Bank of Queensland (BoQ) has posted a strong lift in first-half cash earnings and says it remains well positioned to benefit from any recovery in the Queensland economy.
In the six months to February 28, Bank of Queensland posted cash earnings of $140.2 million, a 17.2% increase on the $119.9m recorded in the previous corresponding half.
Statutory net profit in the period rose 34% to $134.7m, from $100.5m in the first half of 2013.
The group will pay a fully-franked interim dividend of 32 cents, a 14% increase on the previous interim dividend of 28c.
Managing director and chief executive officer Stuart Grimshaw said the lender doesn't expect to see any significant change in business conditions in terms of external market conditions.

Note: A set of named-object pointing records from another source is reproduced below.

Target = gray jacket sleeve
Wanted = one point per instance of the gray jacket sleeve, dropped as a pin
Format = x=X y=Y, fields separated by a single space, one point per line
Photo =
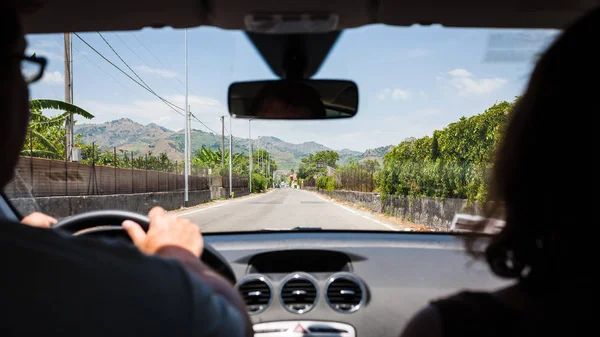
x=212 y=315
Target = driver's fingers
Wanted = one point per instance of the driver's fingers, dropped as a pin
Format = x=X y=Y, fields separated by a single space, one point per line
x=135 y=231
x=156 y=211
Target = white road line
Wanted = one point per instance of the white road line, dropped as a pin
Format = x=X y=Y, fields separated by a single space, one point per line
x=202 y=209
x=357 y=213
x=225 y=202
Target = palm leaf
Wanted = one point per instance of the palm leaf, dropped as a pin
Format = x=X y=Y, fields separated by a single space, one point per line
x=40 y=104
x=45 y=142
x=40 y=153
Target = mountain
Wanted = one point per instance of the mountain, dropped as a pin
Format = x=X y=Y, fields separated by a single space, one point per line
x=126 y=134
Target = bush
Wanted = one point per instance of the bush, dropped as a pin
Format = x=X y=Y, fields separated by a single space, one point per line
x=259 y=183
x=326 y=183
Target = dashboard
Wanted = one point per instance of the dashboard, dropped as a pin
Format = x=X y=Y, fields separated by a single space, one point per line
x=333 y=283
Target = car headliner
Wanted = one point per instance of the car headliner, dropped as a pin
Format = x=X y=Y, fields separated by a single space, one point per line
x=57 y=16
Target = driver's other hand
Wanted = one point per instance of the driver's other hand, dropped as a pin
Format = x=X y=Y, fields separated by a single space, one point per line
x=37 y=219
x=165 y=230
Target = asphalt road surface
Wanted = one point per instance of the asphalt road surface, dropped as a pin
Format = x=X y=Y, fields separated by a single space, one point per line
x=282 y=208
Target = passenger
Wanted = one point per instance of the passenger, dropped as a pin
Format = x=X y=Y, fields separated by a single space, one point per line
x=546 y=189
x=57 y=285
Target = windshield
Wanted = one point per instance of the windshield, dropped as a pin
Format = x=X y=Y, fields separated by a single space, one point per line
x=433 y=103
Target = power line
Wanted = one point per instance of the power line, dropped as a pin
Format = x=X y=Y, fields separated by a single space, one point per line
x=136 y=75
x=146 y=63
x=156 y=58
x=144 y=85
x=199 y=121
x=99 y=68
x=124 y=73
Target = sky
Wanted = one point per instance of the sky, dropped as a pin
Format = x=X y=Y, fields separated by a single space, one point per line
x=411 y=80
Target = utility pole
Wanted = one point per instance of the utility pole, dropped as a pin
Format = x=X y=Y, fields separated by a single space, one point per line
x=222 y=142
x=230 y=162
x=69 y=96
x=250 y=156
x=186 y=167
x=190 y=137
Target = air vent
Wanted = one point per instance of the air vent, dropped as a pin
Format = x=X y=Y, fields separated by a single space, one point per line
x=257 y=293
x=345 y=293
x=298 y=293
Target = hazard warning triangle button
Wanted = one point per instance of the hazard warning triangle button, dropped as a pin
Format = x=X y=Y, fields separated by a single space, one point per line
x=300 y=329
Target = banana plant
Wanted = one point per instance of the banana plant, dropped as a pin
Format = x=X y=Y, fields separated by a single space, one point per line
x=46 y=135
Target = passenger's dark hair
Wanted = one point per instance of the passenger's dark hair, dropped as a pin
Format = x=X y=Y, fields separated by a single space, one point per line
x=10 y=28
x=538 y=181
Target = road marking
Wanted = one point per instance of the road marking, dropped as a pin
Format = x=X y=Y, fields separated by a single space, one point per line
x=225 y=202
x=201 y=209
x=357 y=213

"With the likelihood of a return to a more normal trend in house price growth, we expect business credit growth will be the main driver behind future credit growth," he said.

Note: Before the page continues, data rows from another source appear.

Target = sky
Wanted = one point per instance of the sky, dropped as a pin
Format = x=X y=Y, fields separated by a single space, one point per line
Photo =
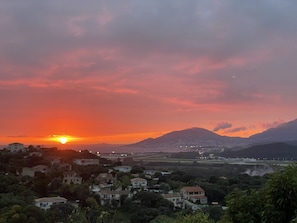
x=122 y=71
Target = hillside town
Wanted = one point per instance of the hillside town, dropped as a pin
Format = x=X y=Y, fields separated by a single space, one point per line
x=109 y=182
x=40 y=184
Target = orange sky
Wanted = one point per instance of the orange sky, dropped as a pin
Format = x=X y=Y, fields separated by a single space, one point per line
x=121 y=72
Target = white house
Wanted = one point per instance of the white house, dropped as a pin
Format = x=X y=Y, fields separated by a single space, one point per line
x=176 y=199
x=85 y=162
x=123 y=169
x=30 y=171
x=46 y=202
x=107 y=196
x=194 y=194
x=16 y=147
x=138 y=182
x=70 y=177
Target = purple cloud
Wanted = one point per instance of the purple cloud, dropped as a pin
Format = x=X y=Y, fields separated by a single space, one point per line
x=238 y=129
x=222 y=125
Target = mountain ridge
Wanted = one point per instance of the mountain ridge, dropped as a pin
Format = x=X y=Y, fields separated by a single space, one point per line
x=202 y=137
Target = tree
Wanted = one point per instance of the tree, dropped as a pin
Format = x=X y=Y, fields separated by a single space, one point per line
x=197 y=217
x=244 y=206
x=281 y=195
x=276 y=202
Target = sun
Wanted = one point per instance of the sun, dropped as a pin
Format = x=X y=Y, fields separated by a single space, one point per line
x=63 y=140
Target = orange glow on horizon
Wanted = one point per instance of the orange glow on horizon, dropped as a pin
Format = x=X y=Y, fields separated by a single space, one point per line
x=128 y=138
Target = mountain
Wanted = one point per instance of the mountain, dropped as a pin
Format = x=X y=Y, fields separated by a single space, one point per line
x=199 y=137
x=283 y=133
x=190 y=137
x=265 y=151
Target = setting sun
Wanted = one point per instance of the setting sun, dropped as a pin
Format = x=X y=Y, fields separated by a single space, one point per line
x=63 y=140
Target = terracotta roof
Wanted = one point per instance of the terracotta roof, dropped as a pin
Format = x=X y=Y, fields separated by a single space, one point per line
x=51 y=199
x=192 y=189
x=171 y=195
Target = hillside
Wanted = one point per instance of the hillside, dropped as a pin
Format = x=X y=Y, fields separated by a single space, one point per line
x=265 y=151
x=190 y=137
x=283 y=133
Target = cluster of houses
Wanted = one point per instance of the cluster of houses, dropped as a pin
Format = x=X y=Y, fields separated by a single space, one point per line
x=106 y=184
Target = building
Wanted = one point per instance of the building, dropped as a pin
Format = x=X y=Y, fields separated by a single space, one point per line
x=123 y=169
x=107 y=196
x=194 y=194
x=30 y=171
x=138 y=182
x=16 y=147
x=70 y=177
x=46 y=202
x=85 y=162
x=106 y=179
x=176 y=199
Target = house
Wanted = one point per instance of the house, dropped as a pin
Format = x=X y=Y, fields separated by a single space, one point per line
x=194 y=194
x=70 y=177
x=176 y=199
x=85 y=162
x=36 y=154
x=123 y=169
x=138 y=182
x=16 y=147
x=107 y=196
x=46 y=202
x=150 y=172
x=30 y=171
x=106 y=179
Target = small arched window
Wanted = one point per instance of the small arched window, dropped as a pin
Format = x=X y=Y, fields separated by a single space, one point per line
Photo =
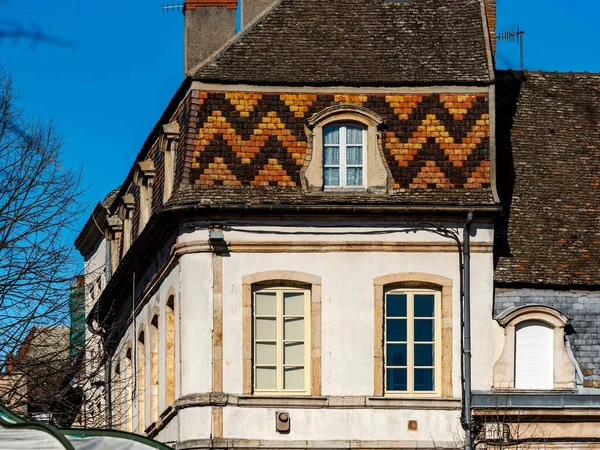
x=127 y=382
x=345 y=151
x=141 y=382
x=344 y=155
x=117 y=396
x=534 y=355
x=170 y=351
x=154 y=370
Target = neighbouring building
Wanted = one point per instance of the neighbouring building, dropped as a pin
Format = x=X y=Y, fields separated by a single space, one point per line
x=286 y=263
x=31 y=382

"However, there is a sense that microeconomic reform will be critical in providing further impetus to the economy."
Shortly after Bank of Queensland's results were announced, the lender's shares were placed in a trading halt pending an announcement to the market.
The announcement is said to be in connection to "an acquisition and associated accelerated renounceable entitlement offer involving retail and institutional investors".
Reports suggest the announcement will likely be a confirmation of the bulk of Investec Australia's assets.